From a controller standpoint, the two styles of windings are treated exactly the same,
although some less expensive controllers need to read voltage from the common center of
the wye winding.
Applications
Spindle motor from a 3.5" floppy disk drive
BLDC motors can potentially be deployed in any field-application currently fulfilled by
brushed DC motors. Cost and control complexity prevents BLDC motors from replacing
brushed motors in most common areas of use. Nevertheless, BLDC motors have come to
dominate many applications: Consumer devices such as computer hard drives, CD/DVD
players, and PC cooling fans use BLDC motors almost exclusively. Low speed, low
power brushless DC motors are used in direct-drive turntables. High power BLDC
motors are found in electric vehicles and some industrial machinery. These motors are
essentially AC synchronous motors with permanent magnet rotors.
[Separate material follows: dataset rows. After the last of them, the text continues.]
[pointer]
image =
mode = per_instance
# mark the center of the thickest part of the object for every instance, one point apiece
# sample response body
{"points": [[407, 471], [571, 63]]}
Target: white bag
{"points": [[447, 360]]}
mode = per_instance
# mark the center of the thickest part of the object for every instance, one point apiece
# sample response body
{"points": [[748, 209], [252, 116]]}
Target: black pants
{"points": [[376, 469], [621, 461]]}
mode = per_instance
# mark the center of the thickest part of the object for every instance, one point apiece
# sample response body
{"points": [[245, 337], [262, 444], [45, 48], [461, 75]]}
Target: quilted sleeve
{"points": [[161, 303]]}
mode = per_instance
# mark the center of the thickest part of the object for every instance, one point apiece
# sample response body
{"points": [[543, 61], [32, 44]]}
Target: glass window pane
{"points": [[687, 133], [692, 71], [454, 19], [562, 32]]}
The Honda Civic hybrid car uses a BLDC motor to supplement the output of the internal
combustion engine when the extra power is needed. It is also used to start the engine
versus a conventional starter and solenoid method.
The Segway Scooter also used BLDC technology.
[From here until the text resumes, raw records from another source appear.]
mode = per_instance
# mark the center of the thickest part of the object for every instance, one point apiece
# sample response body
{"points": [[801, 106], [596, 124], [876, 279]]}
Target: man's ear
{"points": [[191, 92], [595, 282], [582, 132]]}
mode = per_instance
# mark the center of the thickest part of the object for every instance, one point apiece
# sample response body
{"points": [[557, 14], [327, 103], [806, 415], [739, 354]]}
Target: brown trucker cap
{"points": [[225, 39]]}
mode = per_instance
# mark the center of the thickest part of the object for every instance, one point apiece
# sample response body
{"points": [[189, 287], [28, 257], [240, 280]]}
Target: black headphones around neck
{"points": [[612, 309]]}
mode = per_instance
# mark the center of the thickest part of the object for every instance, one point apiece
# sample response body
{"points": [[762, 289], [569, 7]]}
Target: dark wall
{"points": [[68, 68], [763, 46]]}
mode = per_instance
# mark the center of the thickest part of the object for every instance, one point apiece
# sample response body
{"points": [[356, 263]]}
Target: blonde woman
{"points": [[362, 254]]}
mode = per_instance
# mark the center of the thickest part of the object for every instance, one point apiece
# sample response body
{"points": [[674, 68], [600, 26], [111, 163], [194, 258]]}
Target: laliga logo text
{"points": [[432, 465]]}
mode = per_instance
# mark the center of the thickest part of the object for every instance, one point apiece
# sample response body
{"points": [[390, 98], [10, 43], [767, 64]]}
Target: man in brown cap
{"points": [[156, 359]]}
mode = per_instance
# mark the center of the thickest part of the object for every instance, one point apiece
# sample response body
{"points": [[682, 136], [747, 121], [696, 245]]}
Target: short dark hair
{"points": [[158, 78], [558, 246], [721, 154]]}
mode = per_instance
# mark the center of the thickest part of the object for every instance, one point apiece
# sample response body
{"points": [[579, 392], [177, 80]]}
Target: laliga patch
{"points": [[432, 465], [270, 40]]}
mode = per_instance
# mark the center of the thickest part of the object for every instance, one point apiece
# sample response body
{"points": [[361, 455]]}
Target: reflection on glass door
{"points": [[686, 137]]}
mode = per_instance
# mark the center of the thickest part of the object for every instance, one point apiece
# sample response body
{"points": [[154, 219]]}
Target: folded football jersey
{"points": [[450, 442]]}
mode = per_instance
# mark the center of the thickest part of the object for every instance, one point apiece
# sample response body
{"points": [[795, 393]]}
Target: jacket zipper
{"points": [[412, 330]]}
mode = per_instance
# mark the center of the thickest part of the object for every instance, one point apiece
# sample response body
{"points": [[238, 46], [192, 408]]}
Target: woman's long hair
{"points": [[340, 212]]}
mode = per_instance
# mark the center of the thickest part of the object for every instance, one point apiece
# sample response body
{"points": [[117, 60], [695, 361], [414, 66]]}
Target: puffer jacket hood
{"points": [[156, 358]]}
A number of electric bicycles use BLDC motors that are sometimes built right into the
wheel hub itself, with the stator fixed solidly to the axle and the magnets attached to and
rotating with the wheel. The bicycle wheel hub is the motor. This type of electric bicycle
also has a standard bicycle transmission with pedals, gears and chain that can be pedaled
along with, or without, the use of the motor as need arises.
Certain HVAC systems, especially those featuring variable-speed and/or load modulation,
use ECM motors (electronically-commutated BLDC). In addition to the BLDC's higher
efficiency, the motor's built-in microprocessor allows for programmability, better control
over airflow, and serial communication.
Power Supplies: AC vs DC
Direct Current Motor - DC in both the stator and the rotor
Synchronous Motor - AC in one, DC in the other ( ie rotor or stator)
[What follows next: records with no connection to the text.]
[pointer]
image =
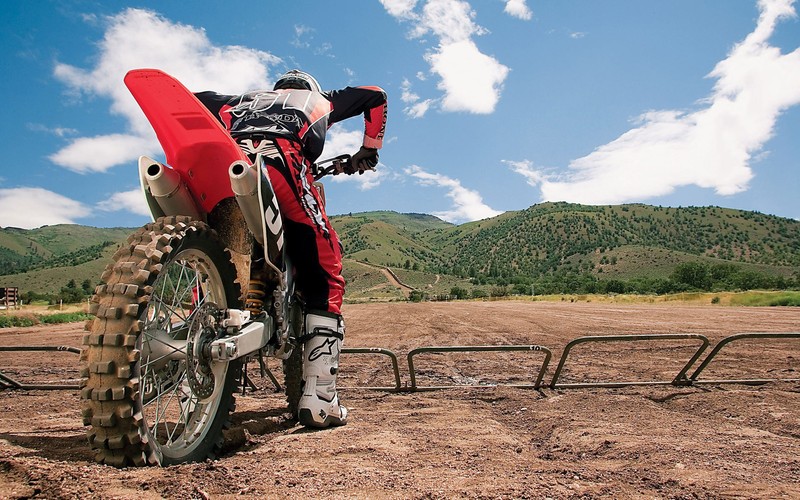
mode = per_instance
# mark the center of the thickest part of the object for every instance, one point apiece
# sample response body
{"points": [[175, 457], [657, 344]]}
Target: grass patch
{"points": [[21, 320]]}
Induction Motor - AC in both stator and rotor
(For the physicist comfortable with the special theory of relativity, the difference between
AC and DC is an artifact of the observers frame of reference. In a moving frame all AC
can be reduced to DC.)
Although BLDC motors are practically identical to permanent magnet AC motors, the
controller implementation is what makes them DC. While AC motors feed sinusoidal
current simultaneously to each of the legs (with an equal phase distribution), DC
controllers only approximate this by feeding full positive and negative current to two of
the legs at a time. The major advantage of this is that both the logic controllers and
battery power sources operate on DC, such as in computers and electric cars.
Vector drives are DC controllers that take the extra step of converting back to AC for the
motor. The DC-to-AC conversion circuitry is usually expensive and less efficient, but
they have the advantage of being able to run smoothly at very low speeds or completely
stop in a position not directly aligned with a pole. Motors used with a vector drive are
typically called AC motors.
Model aircraft scene
Recently, an increase in the popularity of electric-powered model aircraft has spurred
demand for high-performance BLDC motors. Many hobbyists have begun salvaging
BLDC motors from scrap CD/DVD-ROM drives, refurbishing them for use in radio
controlled planes. This has led to increased direct consumer-availability of DIY (do-ityourself) motor kits, for use in radio-controlled vehicles. BLDC motors sold as parts kits
allow the buyer to save money through additional assembly work.